Description
SKU/Barcode: 747313283620
The contemporaries of Johann Nepomuk Hummel held him in high regard both as a pianist and composer. He influenced the piano compositions of many others, including Beethoven, Schubert, and Chopin. In the year of this recording by Madoka Inui of his piano fantasies, he is enjoying a mini-revival, with a number of new recordings of his music on several labels. There are many moments when other composers come to mind in these fantasies, most obviously Beethoven and Schubert. Beethoven wrote his "Hammerklavier" Sonata in response to Hummel's Fantasie, Op. 18. The Hummel does have those large, unexpected contrasts of dynamics, textures, and articulation that Beethoven loved to use. Listeners have called certain passages in its opening Lento introduction "twentieth century sounding" because of their almost atonal quality. Its Larghetto movement has long, beautiful melodies with florid decoration, low trills as in Schubert's Impromptu, Op. 90, No. 3, and pulsing chords as in Schubert's Impromptu, Op. 90, No. 4. The Rondo, Op. 19, has Beethoven-like modulations through a number of keys in a short passage, and La Contemplazione has an almost brooding introspectiveness.

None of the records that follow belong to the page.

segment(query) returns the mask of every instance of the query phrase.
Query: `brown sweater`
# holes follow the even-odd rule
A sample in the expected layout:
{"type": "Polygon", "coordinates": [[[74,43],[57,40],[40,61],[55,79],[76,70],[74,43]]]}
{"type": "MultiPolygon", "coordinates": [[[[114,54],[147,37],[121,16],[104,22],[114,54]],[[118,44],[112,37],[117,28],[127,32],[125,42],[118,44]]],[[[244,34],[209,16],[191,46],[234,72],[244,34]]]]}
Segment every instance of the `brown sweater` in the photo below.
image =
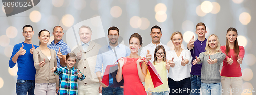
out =
{"type": "Polygon", "coordinates": [[[35,83],[56,83],[56,87],[59,87],[59,76],[51,72],[51,69],[57,66],[55,51],[50,49],[51,59],[49,60],[39,48],[34,50],[33,56],[34,63],[36,73],[35,74],[35,83]],[[46,64],[42,67],[39,66],[41,61],[45,59],[46,64]]]}

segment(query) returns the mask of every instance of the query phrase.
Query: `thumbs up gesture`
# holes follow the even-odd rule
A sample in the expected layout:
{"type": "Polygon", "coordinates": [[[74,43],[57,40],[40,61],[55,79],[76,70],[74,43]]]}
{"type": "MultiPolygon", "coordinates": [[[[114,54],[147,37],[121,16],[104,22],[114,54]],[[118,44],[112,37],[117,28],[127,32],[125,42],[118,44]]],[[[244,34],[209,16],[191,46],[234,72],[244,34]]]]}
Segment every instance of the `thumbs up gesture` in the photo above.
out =
{"type": "Polygon", "coordinates": [[[39,63],[39,66],[41,67],[42,67],[45,64],[46,64],[46,59],[45,58],[44,58],[44,61],[41,61],[41,62],[40,62],[40,63],[39,63]]]}
{"type": "Polygon", "coordinates": [[[192,62],[192,64],[193,64],[193,65],[196,65],[196,64],[197,64],[197,63],[198,63],[199,62],[199,58],[198,58],[197,57],[197,56],[196,56],[196,59],[195,59],[192,62]]]}
{"type": "Polygon", "coordinates": [[[59,52],[58,52],[58,53],[57,53],[57,55],[59,59],[63,58],[62,53],[61,53],[61,52],[60,52],[60,48],[59,48],[59,52]]]}
{"type": "Polygon", "coordinates": [[[232,65],[233,64],[233,62],[234,62],[234,60],[233,60],[233,56],[231,56],[231,58],[229,58],[229,60],[228,60],[228,64],[229,65],[232,65]]]}
{"type": "Polygon", "coordinates": [[[182,58],[182,60],[180,61],[180,64],[181,64],[181,66],[185,66],[186,63],[185,63],[185,61],[184,60],[183,56],[181,56],[181,58],[182,58]]]}
{"type": "Polygon", "coordinates": [[[77,53],[77,54],[76,55],[76,57],[77,57],[77,59],[80,60],[81,59],[81,57],[82,57],[82,51],[80,50],[80,52],[77,53]]]}
{"type": "Polygon", "coordinates": [[[52,72],[55,72],[55,71],[56,71],[56,69],[57,69],[57,68],[58,67],[57,67],[57,66],[55,66],[55,67],[53,67],[52,69],[51,69],[51,71],[52,72]]]}
{"type": "Polygon", "coordinates": [[[239,55],[238,56],[238,60],[237,60],[237,62],[239,64],[242,64],[242,61],[243,61],[243,59],[242,58],[240,58],[239,56],[239,55]]]}
{"type": "Polygon", "coordinates": [[[166,65],[165,65],[165,68],[166,68],[166,69],[169,69],[170,67],[170,64],[169,64],[169,63],[168,63],[168,59],[166,59],[166,65]]]}
{"type": "Polygon", "coordinates": [[[169,64],[170,64],[170,67],[174,67],[174,58],[173,57],[173,58],[172,59],[172,60],[170,60],[168,62],[168,63],[169,63],[169,64]]]}
{"type": "Polygon", "coordinates": [[[23,49],[23,44],[22,44],[22,48],[19,49],[19,50],[17,52],[18,56],[24,55],[26,53],[26,50],[23,49]]]}
{"type": "Polygon", "coordinates": [[[29,50],[30,52],[30,54],[33,55],[33,52],[34,52],[34,49],[35,49],[35,47],[34,47],[34,44],[32,44],[32,48],[29,50]]]}
{"type": "Polygon", "coordinates": [[[150,61],[151,60],[151,54],[150,54],[149,50],[147,50],[147,54],[146,54],[146,59],[147,61],[150,61]]]}

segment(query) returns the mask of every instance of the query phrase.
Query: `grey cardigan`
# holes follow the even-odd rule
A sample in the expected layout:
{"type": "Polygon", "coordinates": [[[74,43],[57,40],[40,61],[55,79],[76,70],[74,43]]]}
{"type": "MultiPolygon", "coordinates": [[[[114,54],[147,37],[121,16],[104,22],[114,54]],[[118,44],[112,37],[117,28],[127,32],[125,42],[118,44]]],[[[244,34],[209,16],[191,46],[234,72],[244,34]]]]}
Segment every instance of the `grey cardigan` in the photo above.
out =
{"type": "Polygon", "coordinates": [[[51,69],[57,66],[56,52],[52,49],[50,49],[50,52],[51,59],[49,60],[39,47],[34,50],[34,65],[36,70],[35,83],[56,83],[56,87],[59,87],[59,76],[51,72],[51,69]],[[41,67],[39,66],[39,63],[41,61],[44,61],[44,58],[45,59],[46,64],[41,67]]]}
{"type": "Polygon", "coordinates": [[[199,54],[199,57],[198,58],[200,59],[200,61],[197,64],[203,63],[201,77],[201,82],[207,84],[221,82],[220,67],[226,55],[222,52],[211,55],[207,55],[204,52],[202,52],[199,54]],[[209,59],[209,56],[212,60],[217,59],[217,62],[213,64],[208,63],[207,60],[209,59]]]}

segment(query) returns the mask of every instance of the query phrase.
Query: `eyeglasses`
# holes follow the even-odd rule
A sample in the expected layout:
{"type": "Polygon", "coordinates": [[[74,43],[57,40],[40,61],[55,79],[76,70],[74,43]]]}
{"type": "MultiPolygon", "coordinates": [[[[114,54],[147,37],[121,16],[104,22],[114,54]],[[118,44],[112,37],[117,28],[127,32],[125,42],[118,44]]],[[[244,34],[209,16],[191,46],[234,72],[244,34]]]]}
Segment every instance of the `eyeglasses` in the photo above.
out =
{"type": "Polygon", "coordinates": [[[161,56],[164,56],[164,52],[161,52],[161,53],[159,53],[159,52],[156,52],[156,55],[161,55],[161,56]]]}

Hummel based the Fantasie in G minor, Op. 123, on a number of songs of his own and by Sigismund Neukomm. Since those songs are unknown today, the fantasie doesn't have the same impact as the "Recollections of Paganini" Fantasie or the Fantasina on "Non pi andrai" from The Marriage of Figaro later on the disc. However, the Op. 123 has more of what is expected from a showman pianist than the Paganini, which was written for a skillful amateur. In either case, Inui has an easy confidence that makes these pieces sound very pianist-friendly, no matter what tricks Hummel employs. She plays very skillfully and brings out the beauty of Hummel's melodies. However, the music still seems to want a certain degree of edginess and drama to make it fully bloom. The sound of the recording is very good, but it seems as if her playing, and Hummel's music, would have even greater intensity and appeal heard live.